I need help with these problems

1. a 1kg brick fall off a 3m wall onto a man's foot. How long does the brick take to fall. What is the Kenetic Energy of the brick relative to his foot.

It's been years since I have studied Physics but I'll
work with the equations and you can substitute values into them.
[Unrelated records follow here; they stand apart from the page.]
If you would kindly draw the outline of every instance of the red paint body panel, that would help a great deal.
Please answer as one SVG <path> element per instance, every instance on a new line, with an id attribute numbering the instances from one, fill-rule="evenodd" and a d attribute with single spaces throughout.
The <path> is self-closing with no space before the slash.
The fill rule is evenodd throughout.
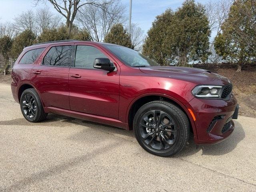
<path id="1" fill-rule="evenodd" d="M 100 50 L 112 62 L 113 72 L 41 65 L 46 54 L 52 46 L 86 45 Z M 45 47 L 35 62 L 19 64 L 27 51 Z M 34 72 L 40 72 L 34 74 Z M 71 75 L 79 75 L 79 78 Z M 186 114 L 196 144 L 219 142 L 230 135 L 230 127 L 224 134 L 221 130 L 235 110 L 237 102 L 232 95 L 228 100 L 195 98 L 191 91 L 199 84 L 224 86 L 230 83 L 225 77 L 202 69 L 177 67 L 128 66 L 118 60 L 102 44 L 93 42 L 54 43 L 31 46 L 24 49 L 17 59 L 12 73 L 12 90 L 19 102 L 20 88 L 24 84 L 35 88 L 46 112 L 52 112 L 85 119 L 126 129 L 129 113 L 138 99 L 158 96 L 173 100 Z M 196 118 L 194 121 L 188 109 Z M 207 130 L 214 117 L 224 115 L 211 131 Z"/>

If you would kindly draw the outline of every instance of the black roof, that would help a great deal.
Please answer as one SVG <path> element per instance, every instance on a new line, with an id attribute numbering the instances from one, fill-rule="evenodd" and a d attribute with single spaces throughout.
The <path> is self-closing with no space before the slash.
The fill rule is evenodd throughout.
<path id="1" fill-rule="evenodd" d="M 60 41 L 48 41 L 48 42 L 44 42 L 43 43 L 36 43 L 33 44 L 32 45 L 42 45 L 43 44 L 47 44 L 48 43 L 59 43 L 61 42 L 70 42 L 72 41 L 80 41 L 78 40 L 76 40 L 75 39 L 69 39 L 67 40 L 61 40 Z"/>

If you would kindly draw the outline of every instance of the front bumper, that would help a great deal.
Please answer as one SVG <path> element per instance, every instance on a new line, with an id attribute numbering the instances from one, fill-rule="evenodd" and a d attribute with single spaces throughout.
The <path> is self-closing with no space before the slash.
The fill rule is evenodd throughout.
<path id="1" fill-rule="evenodd" d="M 196 116 L 196 144 L 217 143 L 233 132 L 234 125 L 232 119 L 237 118 L 239 106 L 232 95 L 228 101 L 195 98 L 189 104 Z"/>

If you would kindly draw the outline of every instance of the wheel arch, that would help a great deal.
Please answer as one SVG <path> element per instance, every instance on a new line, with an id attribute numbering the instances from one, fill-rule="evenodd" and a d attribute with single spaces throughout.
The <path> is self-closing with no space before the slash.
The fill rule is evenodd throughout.
<path id="1" fill-rule="evenodd" d="M 197 138 L 196 130 L 193 117 L 184 105 L 178 100 L 168 95 L 154 93 L 141 95 L 134 99 L 130 104 L 126 114 L 126 120 L 128 122 L 129 129 L 133 129 L 132 122 L 136 112 L 143 105 L 151 101 L 164 100 L 168 101 L 175 105 L 180 108 L 186 115 L 188 119 L 191 130 L 194 134 L 194 137 Z"/>
<path id="2" fill-rule="evenodd" d="M 42 98 L 41 97 L 41 94 L 40 94 L 40 93 L 38 92 L 37 89 L 36 89 L 33 85 L 32 85 L 31 84 L 28 83 L 28 82 L 24 82 L 24 83 L 22 84 L 21 85 L 20 85 L 20 87 L 19 88 L 19 89 L 18 90 L 18 99 L 19 100 L 19 102 L 20 102 L 20 98 L 21 97 L 21 95 L 22 94 L 22 92 L 23 92 L 26 89 L 28 89 L 29 88 L 33 88 L 33 89 L 34 89 L 35 90 L 36 90 L 36 92 L 37 92 L 37 93 L 39 96 L 39 97 L 40 98 L 40 100 L 41 100 L 41 102 L 42 103 L 43 106 L 44 106 L 44 102 L 42 100 Z"/>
Let s be distance brick falls,m the mass of the brick, g be acceleration due to gravity, t be time of fall, v be velocity of brick.

s = (1/2)g t^2

Solve for t

t = sqrt((2s)/g)

v = gt

= sqrt(2 g s)

Kinetic Energy is given by

(1/2) m v^2

= m g s

g is 32 ft/sec^2 in English system of measurement
but you are using metric. I forget what g is in the
metric system but it should be listed in your physics
textbook.

In summary: To find the time it takes for the brick to fall, use the equation

t = sqrt((2s)/g)

The brick's Kinetic Energy is given by m g s

Using SI (or english system)

"_" - subscript

E_p = mgh = (1kg)(9.8m/s^2)(3m) = 29.4J


For the time:

d = v_i * t +(0.5)at^2

since v_i or v_initial = 0m/s

d = (0.5)at^2

rearrange to solve for t:

sqrt( d / (0.5)g) = sqrt( 3m / (0.5)(9.8m/s^2)) = 0.6s

look as the body falls from rest therefore its initial kinetic energy is zero... therefore it must hve only the potential energy... potential energy
=mgh
=30*9.8*1
=294J
thus t the lowermost point kinetic energy is equal to the potential energy lost... tus k.e=294J

The wall is 3m... but yes E_k = E_p